I loved learning about using music therapy with a culture other than my own. Above all, I loved meeting the Thai people. One of my favorite parts of the trip was meeting a lady who sells jewelry at a market and hearing about how her family makes the jewelry in the north of Thailand while she sells it in Bangkok.
Thai jewelry vendor, Rebecca, Amanda, and I.
I also enjoyed meeting the Thai music therapy graduate students at Mahidol University and learning about their lives as students.
Graduate students from Mahidol University and I.
In Thailand I was able to experience both the seen and unseen aspects of culture, which is an opportunity unique to traveling abroad. However, you don’t have to travel to learn about the unseen aspects of other cultures.

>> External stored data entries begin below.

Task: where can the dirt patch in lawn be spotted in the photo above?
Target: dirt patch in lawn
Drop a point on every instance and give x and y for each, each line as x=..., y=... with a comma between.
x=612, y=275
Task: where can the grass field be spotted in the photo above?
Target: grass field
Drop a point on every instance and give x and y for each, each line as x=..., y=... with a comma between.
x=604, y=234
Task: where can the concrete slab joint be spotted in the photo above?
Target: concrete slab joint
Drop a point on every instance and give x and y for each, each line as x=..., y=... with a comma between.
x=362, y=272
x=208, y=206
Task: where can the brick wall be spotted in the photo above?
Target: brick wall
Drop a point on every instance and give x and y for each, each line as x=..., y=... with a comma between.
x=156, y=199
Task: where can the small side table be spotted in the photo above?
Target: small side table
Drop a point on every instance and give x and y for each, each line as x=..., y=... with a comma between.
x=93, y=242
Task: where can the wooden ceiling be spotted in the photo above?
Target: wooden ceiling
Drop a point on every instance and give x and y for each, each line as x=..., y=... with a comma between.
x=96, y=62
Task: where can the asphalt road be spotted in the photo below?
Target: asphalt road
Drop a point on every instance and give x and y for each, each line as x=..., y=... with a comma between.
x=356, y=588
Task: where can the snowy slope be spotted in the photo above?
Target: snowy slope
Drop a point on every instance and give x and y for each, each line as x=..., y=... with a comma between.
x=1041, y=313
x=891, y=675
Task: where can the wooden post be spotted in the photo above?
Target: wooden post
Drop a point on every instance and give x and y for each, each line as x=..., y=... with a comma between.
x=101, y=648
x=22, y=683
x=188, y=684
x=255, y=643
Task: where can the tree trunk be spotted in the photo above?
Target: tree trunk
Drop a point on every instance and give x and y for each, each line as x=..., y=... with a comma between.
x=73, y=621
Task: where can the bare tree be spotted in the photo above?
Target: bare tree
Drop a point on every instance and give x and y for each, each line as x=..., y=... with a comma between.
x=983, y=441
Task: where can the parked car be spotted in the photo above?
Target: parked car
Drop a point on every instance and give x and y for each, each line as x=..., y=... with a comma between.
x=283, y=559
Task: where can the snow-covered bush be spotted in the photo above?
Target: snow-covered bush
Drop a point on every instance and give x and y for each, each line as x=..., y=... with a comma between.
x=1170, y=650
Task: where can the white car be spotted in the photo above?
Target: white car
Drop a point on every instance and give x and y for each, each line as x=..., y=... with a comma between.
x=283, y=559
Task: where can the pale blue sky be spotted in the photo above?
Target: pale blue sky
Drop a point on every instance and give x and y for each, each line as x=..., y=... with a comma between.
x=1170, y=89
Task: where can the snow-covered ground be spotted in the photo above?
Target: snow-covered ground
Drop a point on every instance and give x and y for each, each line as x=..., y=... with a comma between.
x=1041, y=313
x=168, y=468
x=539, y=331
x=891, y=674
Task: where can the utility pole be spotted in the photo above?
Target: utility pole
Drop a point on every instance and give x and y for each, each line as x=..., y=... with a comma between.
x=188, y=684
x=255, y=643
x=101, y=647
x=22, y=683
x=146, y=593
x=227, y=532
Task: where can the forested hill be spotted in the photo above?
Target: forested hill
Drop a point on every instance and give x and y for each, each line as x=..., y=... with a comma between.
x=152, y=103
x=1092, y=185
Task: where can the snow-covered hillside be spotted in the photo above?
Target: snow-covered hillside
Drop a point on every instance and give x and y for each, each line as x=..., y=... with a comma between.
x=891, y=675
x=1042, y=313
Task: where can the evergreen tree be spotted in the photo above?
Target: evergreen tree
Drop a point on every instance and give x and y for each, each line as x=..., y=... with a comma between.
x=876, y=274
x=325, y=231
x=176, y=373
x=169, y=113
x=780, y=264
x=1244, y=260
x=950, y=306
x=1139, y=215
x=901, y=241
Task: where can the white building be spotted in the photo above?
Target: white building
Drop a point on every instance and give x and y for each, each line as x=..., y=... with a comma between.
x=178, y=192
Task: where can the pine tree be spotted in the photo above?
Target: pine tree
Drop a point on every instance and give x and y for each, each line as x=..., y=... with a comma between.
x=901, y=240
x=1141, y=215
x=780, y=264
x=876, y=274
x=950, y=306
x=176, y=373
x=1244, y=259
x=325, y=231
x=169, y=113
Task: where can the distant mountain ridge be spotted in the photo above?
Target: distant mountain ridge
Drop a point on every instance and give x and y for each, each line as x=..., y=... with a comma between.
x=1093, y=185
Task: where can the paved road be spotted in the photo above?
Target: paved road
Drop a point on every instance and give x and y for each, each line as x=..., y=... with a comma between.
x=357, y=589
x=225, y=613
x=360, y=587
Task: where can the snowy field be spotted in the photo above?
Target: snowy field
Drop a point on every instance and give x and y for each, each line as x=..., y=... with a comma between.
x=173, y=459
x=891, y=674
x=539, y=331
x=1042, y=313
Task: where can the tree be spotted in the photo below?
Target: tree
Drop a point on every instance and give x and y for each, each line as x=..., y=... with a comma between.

Living in the United States gives us an opportunity to meet people from other cultures and learn about their lives. My desire to learn about international customs has fueled me to interact with people around the world while in the States. Soon after arriving home from Thailand I traveled to Santa Fe, New Mexico to volunteer at the International Folk Art Market (IFAM). This year, the IFAM featured 190 folk artisans from over 60 countries. I volunteered with training before the market as well as an Artist Assistant for musicians from Madagascar.
Madagascar musicians at the IFAM.
Throughout the market I met so many people from around the world, such as Pakistani embroiderers and musicians from the Republic of Tuva. The IFAM was an experience like no other where I could meet artists from many countries, learn about their culture and the story behind their art, and then purchase their art to support their own community.
Pakistani embroiderer.

Volunteering at the IFAM is just one way that I have been able to experience other cultures while in my home country.
            Nashville, Tennessee is just one of a multitude of cities that international refugees resettle in with the help of the United Nations. Last summer I spent two months in Nashville working with Burmese and Nepali refugees through World Relief, a resettlement agency. I learned a lot about the Burmese and Nepali cultures by providing transportation and English lessons to families that had recently arrived in the United States; however, hearing their individual stories is what challenged me the most.
Fingernail painting with refugee children in Nashville.
Many displaced people have witnessed relatives being murdered in front of their eyes or have had to flee from their homes due to political situations. These stories have impacted the way I view my own life and have instilled a passion within me to help displaced people as a future music therapist. The refugee community brings nations from around the world into our own neighborhoods. I see this as an opportunity to show them love and broaden my own worldview by learning about their cultures without even leaving my home.
            Traveling to another country is an amazing experience. Seeing the landmarks, eating the food, and experiencing life as a foreigner are all events that form who we are as a person. When you visit another country, that culture not only pervades everything around you but it is also present in each person you meet. The way a person thinks, interprets, processes, learns, and tells his or her story is inherent as a result of culture. So, through my personal experience, I have discovered that I enjoy building relationships with people from cultures different than my own. Understanding who someone is as a person provides more insight into culture than just the outward appearance. While leaving Thailand and transferring back to life in the United States seemed mundane compared to the adventures I experienced in Thailand, I knew that I could find rich culture through the people I met at the IFAM and in Nashville.
Akeem, a 9th generation musician from Nigeria at the IFAM.
If you have a desire to travel or experience other customs, I encourage you to reach out to people from other countries in your community. Learn about their ways of life and how their culture has shaped them. Sometimes it just takes stepping out of your comfort zone and going off the beaten path to find the world in your own backyard!